---
Jinyoung tidak tahu kalau menjadi anak kembar itu harus sama persis dalam segala hal,
Ia juga tidak tahu kapan mulanya kedua orangtuanya menuntutnya untuk berkembang seperti kembarannya,
Dan berakhir membentangkan jarak untuknya,
Membiarkannya tumbuh tanpa asa dan kesepian,
Ia sudah mencoba agar bisa seimbang bahkan hingga berdarah-darah namun rasanya semua percuma,
Hasilnya tetap sama,
Ia tak berharga dimata mereka,
Hanya penghias dan tak bernilai lagi jika telah usang.**
"Nih, orange cakenya Jinyoung. Tumben banget kamu pesan cake ini."heran gadis manis penyuka kembang pada sahabat kentalnya yang tak biasanya memesan cake yang rasanya sedikit asam itu, pemuda bernama Jinyoung itu hanya tersenyum tipis lalu menggeleng, mulai menikmati orange cake yang begitu aneh dilidahnya namun tak ia hentikan. Jinyoung mencicipinya lagi-lagi, mencoba menikmati.
Tak
"Kamu kenapa sih, Na ? Aku kan lagi makan."Jinyoung mendelik tak suka pada sahabatnya yang kini menghela nafas pelan.

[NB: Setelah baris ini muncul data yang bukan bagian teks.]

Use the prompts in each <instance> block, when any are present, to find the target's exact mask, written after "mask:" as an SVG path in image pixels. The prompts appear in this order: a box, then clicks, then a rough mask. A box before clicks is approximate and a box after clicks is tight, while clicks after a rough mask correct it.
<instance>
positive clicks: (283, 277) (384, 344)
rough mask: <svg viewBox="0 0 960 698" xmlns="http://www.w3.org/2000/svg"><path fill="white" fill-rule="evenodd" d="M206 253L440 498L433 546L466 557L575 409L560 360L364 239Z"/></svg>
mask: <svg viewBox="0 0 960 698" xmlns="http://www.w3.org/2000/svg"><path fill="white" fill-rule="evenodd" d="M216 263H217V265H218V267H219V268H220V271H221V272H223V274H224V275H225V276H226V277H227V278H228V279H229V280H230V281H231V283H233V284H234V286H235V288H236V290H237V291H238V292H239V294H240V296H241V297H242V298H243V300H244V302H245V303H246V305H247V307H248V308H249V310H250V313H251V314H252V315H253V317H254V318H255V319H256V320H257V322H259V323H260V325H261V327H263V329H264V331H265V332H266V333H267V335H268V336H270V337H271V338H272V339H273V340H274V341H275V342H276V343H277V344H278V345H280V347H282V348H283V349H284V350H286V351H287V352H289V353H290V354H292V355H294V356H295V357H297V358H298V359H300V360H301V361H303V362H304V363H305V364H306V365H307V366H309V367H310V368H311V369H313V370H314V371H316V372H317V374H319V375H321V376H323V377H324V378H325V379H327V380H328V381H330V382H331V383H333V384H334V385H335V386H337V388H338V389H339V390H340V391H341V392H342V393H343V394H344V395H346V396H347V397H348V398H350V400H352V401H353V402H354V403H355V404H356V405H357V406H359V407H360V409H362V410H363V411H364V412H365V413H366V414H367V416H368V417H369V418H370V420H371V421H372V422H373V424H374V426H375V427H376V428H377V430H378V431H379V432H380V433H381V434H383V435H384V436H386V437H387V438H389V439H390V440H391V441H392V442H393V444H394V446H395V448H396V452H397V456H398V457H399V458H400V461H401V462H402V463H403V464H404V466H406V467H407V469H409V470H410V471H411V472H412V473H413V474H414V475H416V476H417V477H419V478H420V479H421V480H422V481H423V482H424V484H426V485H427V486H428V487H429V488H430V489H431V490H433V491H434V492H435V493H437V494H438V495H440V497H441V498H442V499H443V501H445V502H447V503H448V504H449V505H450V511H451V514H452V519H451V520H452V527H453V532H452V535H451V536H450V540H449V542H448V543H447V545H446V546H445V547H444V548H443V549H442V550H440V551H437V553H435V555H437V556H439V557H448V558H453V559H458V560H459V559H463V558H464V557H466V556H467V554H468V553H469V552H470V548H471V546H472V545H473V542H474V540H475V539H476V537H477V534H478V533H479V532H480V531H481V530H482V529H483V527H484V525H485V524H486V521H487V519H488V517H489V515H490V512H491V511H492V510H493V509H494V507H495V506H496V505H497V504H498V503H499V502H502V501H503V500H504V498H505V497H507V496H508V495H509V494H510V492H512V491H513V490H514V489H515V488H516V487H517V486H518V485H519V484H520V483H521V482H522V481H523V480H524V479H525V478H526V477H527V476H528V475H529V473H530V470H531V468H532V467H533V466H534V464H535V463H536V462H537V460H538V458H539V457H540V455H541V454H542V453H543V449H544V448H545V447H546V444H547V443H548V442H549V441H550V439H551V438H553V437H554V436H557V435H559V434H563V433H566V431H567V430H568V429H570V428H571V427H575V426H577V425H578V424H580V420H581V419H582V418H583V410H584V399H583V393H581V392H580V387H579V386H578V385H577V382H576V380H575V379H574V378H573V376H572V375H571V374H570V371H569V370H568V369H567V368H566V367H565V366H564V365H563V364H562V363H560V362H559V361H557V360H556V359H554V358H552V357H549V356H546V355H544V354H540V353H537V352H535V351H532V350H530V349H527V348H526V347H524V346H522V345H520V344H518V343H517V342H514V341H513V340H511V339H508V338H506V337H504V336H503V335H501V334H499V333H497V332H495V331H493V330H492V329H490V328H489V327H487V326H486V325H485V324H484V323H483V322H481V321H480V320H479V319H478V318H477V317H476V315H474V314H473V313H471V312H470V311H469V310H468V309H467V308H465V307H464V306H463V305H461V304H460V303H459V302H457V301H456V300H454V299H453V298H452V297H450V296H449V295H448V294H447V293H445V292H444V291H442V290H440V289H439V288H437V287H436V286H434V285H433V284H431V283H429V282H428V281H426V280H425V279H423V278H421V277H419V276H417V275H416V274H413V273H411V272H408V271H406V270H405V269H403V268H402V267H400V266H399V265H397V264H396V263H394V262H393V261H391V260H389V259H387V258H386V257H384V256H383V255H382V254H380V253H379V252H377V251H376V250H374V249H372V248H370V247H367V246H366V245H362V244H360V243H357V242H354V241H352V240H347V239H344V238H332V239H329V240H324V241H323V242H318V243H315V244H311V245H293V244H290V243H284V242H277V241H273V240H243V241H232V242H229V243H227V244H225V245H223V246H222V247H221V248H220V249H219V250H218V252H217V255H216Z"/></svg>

"Kamu yang kenapa ? Ada masalah ya cerita dong!"cecarnya membuat Jinyoung bungkam lalu menjauhkan cake pesanannya, tak berminat lagi untuk menghabiskannya. Hana menghela nafas panjang.
"Jinyoung... ?"
"Aku gagal lagi, Na. Cuma masuk 15 besar. Mereka pasti marah lagi sama aku."ujarnya hampa, Hana menyendu menggenggam jemari panjang nan kurus sahabatnya lembut seakan memberi kekuatan tambahan pada Jinyoung.
"Kamu engga gagal, Jinyoung. Kamu hanya harus lebih optimal lagi belajarnya, nanti aku bantu ya."Jinyoung menatap Hana yang menatapnya dengan senyuman menenangkan, pemuda itu menggigit bibir dalamnya. Ditengah semua anggota keluarganya menekannya agar bisa seimbang dengan kembarannya, Hana selalu mendukungnya, mengangkatnya yang mulai terperosok ke lembah putus asa. Hanya gadis bermarga Jung yang tak pernah bosan mendampinginya terus rela menjadi sandarannya, Jinyoung bersyukur untuk itu.
"Makasih ya, Na..."ucapnya dengan setitik bulir yang mulai mengalir dipipinya, Hana masih mempertahankan senyumannya. Genggaman jemari lentiknya semakin menguat pada jemari sang sahabat membuat hati Jinyoung menghangat tiba-tiba.
"Anything for you, Jinyoung."
Keduanya saling melempar senyum, mereka saling menguatkan dan saling membuat janji dalam hati, akan saling mendampingi sampai akhir waktu nanti.
**
"Masih ingat punya rumah rupanya."
Jinyoung langsung menundukkan kepala kala sang ayah menatapnya datar bersama sang ibu yang bersidekap dada sembari menatapnya dingin.
"Darimana saja kamu ?"tanyanya lagi dengan nada menusuk membuat Jinyoung meremat kuat tali tas punggungnya, ia meneguk ludahnya kasar.
"Mampir ke kedainya bibi Haru, yah."ujarnya takut yang ditanggapi dengusan kompak kedua orang dewasa itu.
"Ck, yasudah masuk ke kamar. Mandi dan tidur. Lain kali jangan ulangi lagi, kami jengkel tahu, waktunya kami yang seharusnya dipakai untuk beristirahat malah terbuang karena menunggumu pulang."itu ibunya dengan nada tak senang begitu kentara, membuat rasa bersalah menumpuk didada Jinyoung.
"Maafin Jinyoung, bunda, ayah. Jinyoung janji tidak mengulanginya lagi."ucapnya penuh kesungguhan yang kini dibalas decihan pelan sang bunda, hatinya tercubit perih. Memandangi kedua punggung mereka yang kini beranjak menuju kamar dengan raut sendu. Lagi-lagi tanpa disengaja ia membuat kedua orangtuanya marah. Benar-benar bodoh.
"Hah..."
Menghela nafas panjang lalu berjalan gontai menuju kamar, ia lelah lahir bathin. Masuk kedalam kamar mandi, menyalakan keran dan memenuhi bathtube dengan air dingin dan busa sabun yang banyak lalu mencelubkan tubuhnya yang masih berpakaian lengkap, menangis tanpa suara dengan berbagai kata mengapa yang terus digumamkannya dalam gumpalan busa yang berlimpah.